Not so long ago, in a data center in which we rent servers, another mini incident happened. As a result, there were no serious consequences for our service; according to the available metrics, we managed to understand what is happening in just a minute. And then I imagined how I would have had to wrestle if there were only 2 simple metrics missing. Under the cut a short story in pictures.
Imagine that we saw an anomaly on the response time of a certain service. For simplicity, let's take the handler / ping, which does not contact any databases or neighboring services, but simply gives '200 OK' (it is needed for load balancers and k8s for a health check service)

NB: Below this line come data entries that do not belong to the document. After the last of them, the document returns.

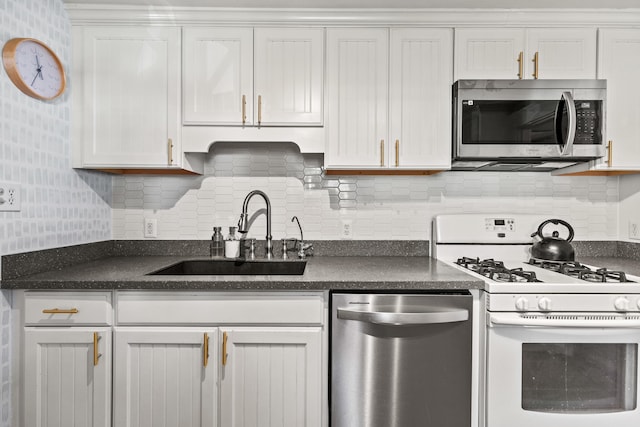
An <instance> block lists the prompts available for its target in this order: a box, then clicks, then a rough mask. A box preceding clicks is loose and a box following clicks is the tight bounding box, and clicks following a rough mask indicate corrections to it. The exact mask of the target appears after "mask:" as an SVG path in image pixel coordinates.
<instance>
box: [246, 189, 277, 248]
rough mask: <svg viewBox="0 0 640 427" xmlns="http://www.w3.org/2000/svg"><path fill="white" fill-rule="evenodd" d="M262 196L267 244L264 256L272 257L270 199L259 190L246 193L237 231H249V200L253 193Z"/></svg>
mask: <svg viewBox="0 0 640 427" xmlns="http://www.w3.org/2000/svg"><path fill="white" fill-rule="evenodd" d="M256 194H257V195H258V196H262V198H263V199H264V201H265V202H266V203H267V245H266V247H265V248H266V257H267V259H271V258H273V242H272V241H271V240H272V238H271V201H270V200H269V197H268V196H267V195H266V194H265V193H264V192H262V191H260V190H253V191H251V192H249V194H247V197H245V198H244V203H243V204H242V213H241V214H240V220H239V221H238V233H242V234H245V233H247V231H249V220H248V216H249V215H248V214H247V208H248V206H249V200H251V198H252V197H253V196H255V195H256Z"/></svg>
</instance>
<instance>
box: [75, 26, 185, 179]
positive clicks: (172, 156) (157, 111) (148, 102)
mask: <svg viewBox="0 0 640 427" xmlns="http://www.w3.org/2000/svg"><path fill="white" fill-rule="evenodd" d="M74 36H75V39H74V42H75V43H77V44H80V45H81V49H80V48H78V49H76V52H78V53H80V51H81V54H80V55H81V60H80V64H81V68H80V69H79V73H78V74H79V76H78V77H79V78H78V79H77V80H76V81H77V82H82V83H78V84H79V85H81V86H82V88H81V89H80V90H77V91H76V96H75V98H74V102H75V103H76V104H75V107H74V112H75V113H77V115H78V117H79V119H78V120H76V124H75V125H74V126H81V128H82V130H81V132H80V133H78V134H76V136H77V137H79V138H80V139H81V143H80V144H79V145H80V147H79V149H80V150H81V153H82V154H81V156H80V157H81V160H80V166H81V167H90V168H110V167H129V168H131V167H140V168H172V167H173V168H178V167H180V166H182V164H181V160H182V158H181V150H180V132H179V129H180V109H179V105H180V29H179V28H162V27H148V28H144V27H86V28H79V29H76V30H75V31H74ZM80 135H81V136H80Z"/></svg>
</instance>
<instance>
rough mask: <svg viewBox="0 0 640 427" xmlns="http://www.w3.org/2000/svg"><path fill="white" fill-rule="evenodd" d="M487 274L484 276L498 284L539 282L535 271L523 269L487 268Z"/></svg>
mask: <svg viewBox="0 0 640 427" xmlns="http://www.w3.org/2000/svg"><path fill="white" fill-rule="evenodd" d="M485 268H486V270H485V272H486V273H487V274H483V273H482V272H480V274H482V275H483V276H486V277H488V278H490V279H492V280H495V281H496V282H539V280H538V279H537V278H536V273H534V272H533V271H524V270H523V269H522V268H514V269H508V268H493V269H492V268H491V267H485Z"/></svg>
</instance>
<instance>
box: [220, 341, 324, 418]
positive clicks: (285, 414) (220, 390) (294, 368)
mask: <svg viewBox="0 0 640 427" xmlns="http://www.w3.org/2000/svg"><path fill="white" fill-rule="evenodd" d="M224 334H226V335H227V338H226V345H224V344H223V349H224V348H225V347H226V359H223V363H224V365H223V366H222V374H221V380H220V381H221V389H220V393H221V394H220V396H221V399H220V400H221V406H220V418H221V425H222V426H225V427H249V426H256V425H269V426H278V427H319V426H321V425H322V392H321V390H322V385H321V384H322V383H321V375H322V364H321V329H320V328H278V329H267V328H237V329H224V332H223V337H222V338H221V339H222V341H223V343H224V342H225V338H224ZM223 351H224V350H223ZM225 362H226V363H225Z"/></svg>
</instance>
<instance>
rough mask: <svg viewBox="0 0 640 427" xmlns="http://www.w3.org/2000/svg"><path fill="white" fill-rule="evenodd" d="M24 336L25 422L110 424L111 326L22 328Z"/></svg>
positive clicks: (27, 423)
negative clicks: (107, 326)
mask: <svg viewBox="0 0 640 427" xmlns="http://www.w3.org/2000/svg"><path fill="white" fill-rule="evenodd" d="M94 334H95V340H96V342H95V344H94ZM24 340H25V342H24V349H25V359H24V363H25V366H24V400H23V402H24V420H25V426H29V427H36V426H42V427H69V426H83V427H84V426H87V427H89V426H91V427H98V426H101V427H110V426H111V329H110V328H95V329H93V328H65V329H59V328H25V334H24ZM94 357H97V360H95V358H94Z"/></svg>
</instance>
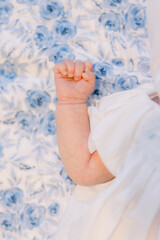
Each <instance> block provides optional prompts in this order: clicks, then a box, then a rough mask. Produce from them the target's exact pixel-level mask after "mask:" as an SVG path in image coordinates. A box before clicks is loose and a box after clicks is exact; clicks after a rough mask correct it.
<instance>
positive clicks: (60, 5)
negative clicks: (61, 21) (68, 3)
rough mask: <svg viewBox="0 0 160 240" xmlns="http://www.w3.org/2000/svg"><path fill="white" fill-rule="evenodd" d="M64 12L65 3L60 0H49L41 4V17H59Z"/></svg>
mask: <svg viewBox="0 0 160 240" xmlns="http://www.w3.org/2000/svg"><path fill="white" fill-rule="evenodd" d="M62 14H63V5H62V4H61V3H60V2H59V1H54V0H48V1H44V3H43V4H42V5H41V17H42V18H44V19H46V20H51V19H54V18H57V17H59V16H61V15H62Z"/></svg>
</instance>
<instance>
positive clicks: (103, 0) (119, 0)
mask: <svg viewBox="0 0 160 240" xmlns="http://www.w3.org/2000/svg"><path fill="white" fill-rule="evenodd" d="M123 1H124V0H103V2H104V4H105V5H106V6H111V7H119V5H120V4H121V3H122V2H123Z"/></svg>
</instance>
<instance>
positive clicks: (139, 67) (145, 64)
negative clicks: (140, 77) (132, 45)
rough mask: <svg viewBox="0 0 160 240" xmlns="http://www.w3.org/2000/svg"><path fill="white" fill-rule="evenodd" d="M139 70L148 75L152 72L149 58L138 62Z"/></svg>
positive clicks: (140, 57) (145, 58)
mask: <svg viewBox="0 0 160 240" xmlns="http://www.w3.org/2000/svg"><path fill="white" fill-rule="evenodd" d="M138 70H139V71H140V72H141V73H144V74H148V72H149V70H150V59H149V58H148V57H140V61H139V62H138Z"/></svg>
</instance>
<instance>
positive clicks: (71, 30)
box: [54, 19, 76, 40]
mask: <svg viewBox="0 0 160 240" xmlns="http://www.w3.org/2000/svg"><path fill="white" fill-rule="evenodd" d="M54 34H55V35H56V36H57V37H59V38H60V39H62V40H63V39H64V40H67V39H69V38H73V37H74V36H75V34H76V26H75V25H73V23H71V22H69V21H67V20H64V19H63V20H59V21H56V23H55V25H54Z"/></svg>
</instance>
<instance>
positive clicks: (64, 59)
mask: <svg viewBox="0 0 160 240" xmlns="http://www.w3.org/2000/svg"><path fill="white" fill-rule="evenodd" d="M48 54H49V60H50V61H53V62H54V63H57V62H62V61H64V60H65V59H71V60H74V59H75V56H74V54H73V50H72V49H71V48H70V47H69V46H68V45H58V44H54V45H53V47H52V48H51V49H50V50H49V53H48Z"/></svg>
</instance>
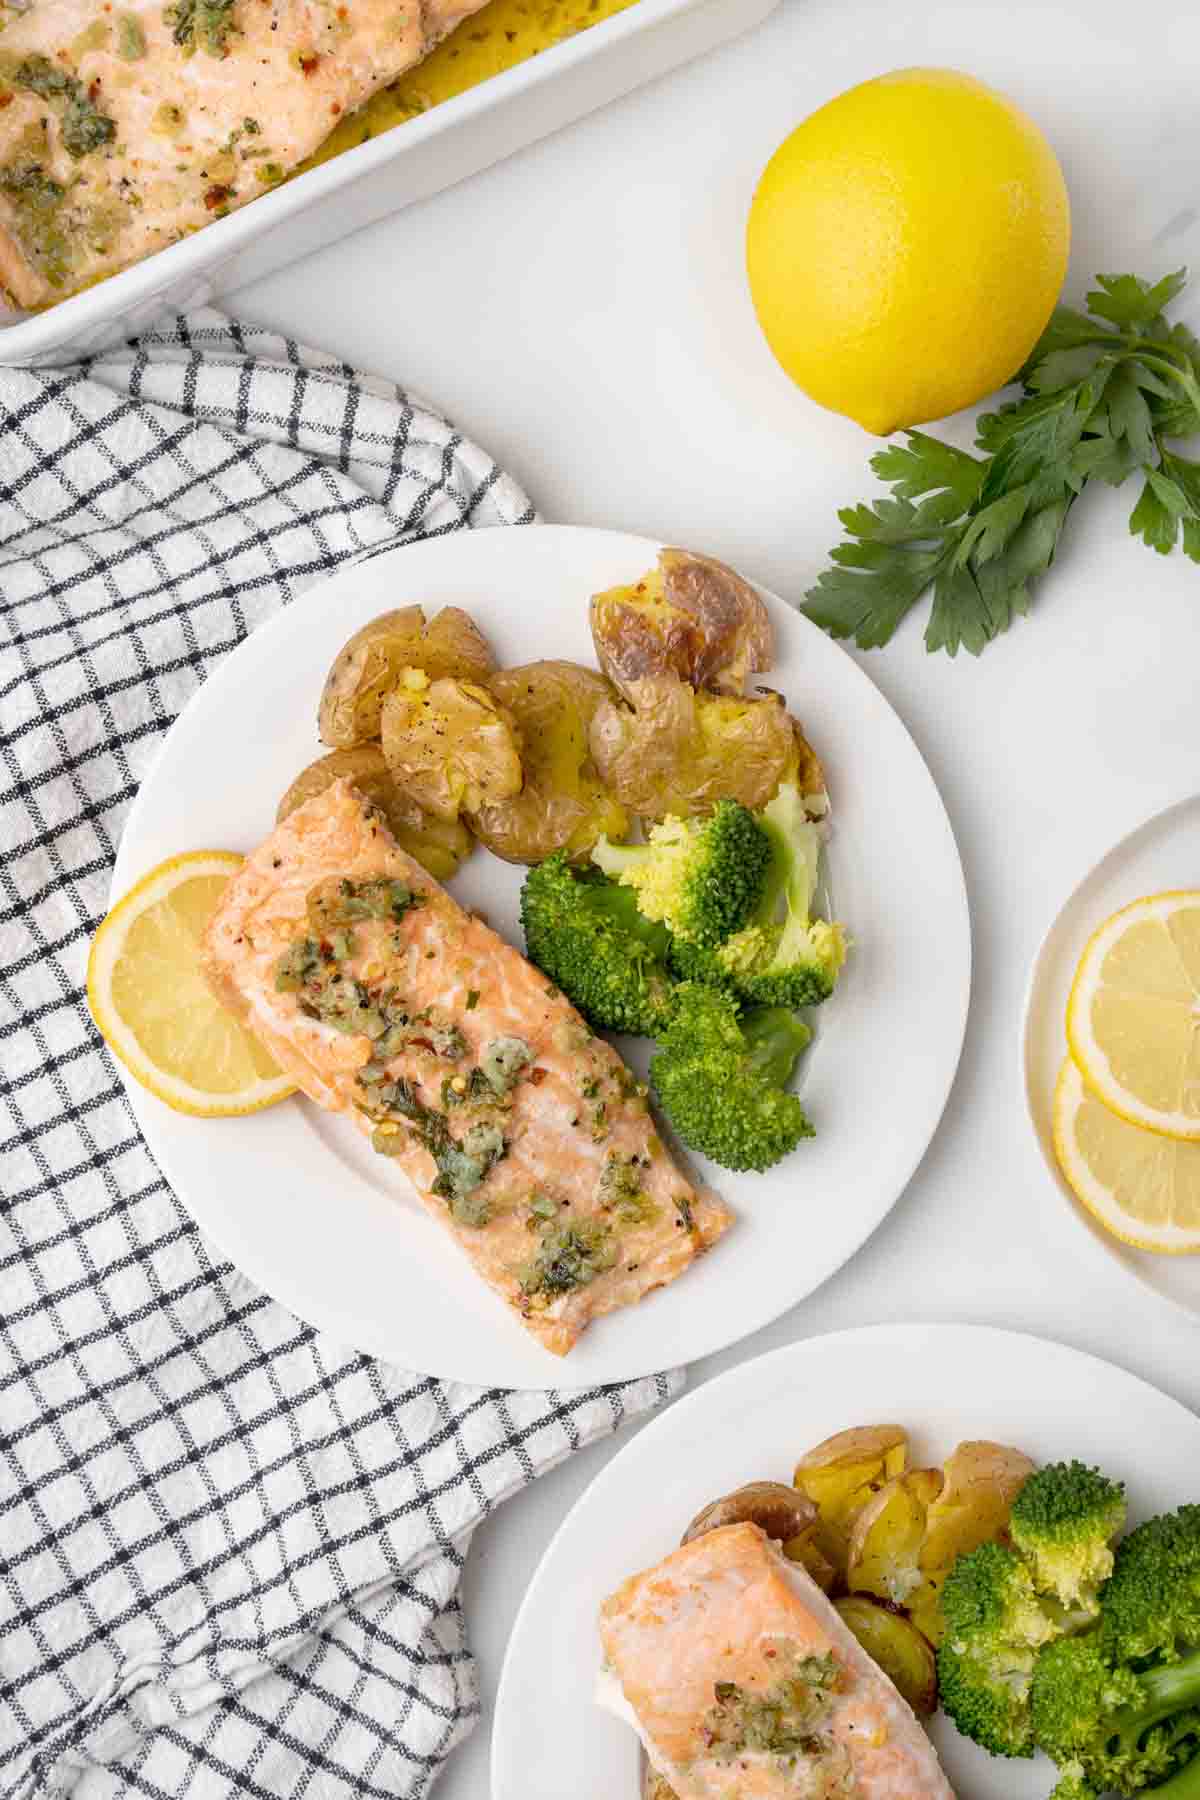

What thought comes first? That's right, the service does not have enough resources, most likely the CPU! We look at the consumption of the product:

Yes, there are similar bursts. Next, we look at the consumption in the context of services on the server:
')

We see that the consumption of the prots increased in proportion to all services. It is impossible to say anything further clearly: you can go and see whether the load profile has changed (since all components are connected and an increase in input requests can actually cause a proportional increase in resource consumption) or understand what has become of the server resources.
Of course, I tried as best I could to keep the intrigue, but at the beginning of the article you probably already guessed that the server simply had a decrease in the number of available cpu cycles. In dmesg, it looks like this:
CPU3: Core temperature above threshold, cpu clock throttled (total events = 88981)
Roughly speaking, we have lowered the frequency due to overheating of the processor. We look at the temperature:

Now everything is clear. Since we have similar behavior was observed immediately in 6 servers, we realized that the problem was in DC, and not in everything, but only in certain rows of racks.
But back to the metrics. We potentially want to know if the servers will overheat in the future, but this is not a reason to add a graph of processor temperature to all dashboards and check it every time.
Usually, triggers are used to optimize the process of tracking some metrics. But what threshold to choose for the trigger temperature of the processor?
It is because of the difficulty to choose a good threshold for a trigger, many engineers dream of an anomaly detector, which itself will not find the settings, I don `t know what :)The first thought is to set the temperature at the threshold at which our service started having problems. And if you never had overheating? Of course you can look at my schedule and decide for yourself that 95 ° C is what you need, but let's think a little more.
The problem is not because of degrees, but because the frequency has gone down! Let's track the number of such events.
In linux, this can be removed from sysfs:
/sys/devices/system/cpu/cpu*/thermal_throttle/package_throttle_count

To be honest, we don’t even display this metric anywhere, we only have an auto-trigger for all clients, which is triggered when the threshold is reached "> 10 events / second". According to our statistics, there is almost no false positives at this threshold.
Yes, this trigger rarely works, but when this happens, it makes life a lot easier!
We at okmeter.io most of the time are engaged in the development of our database of auto-riggers, which make it easier for our customers to find unknown problems for them.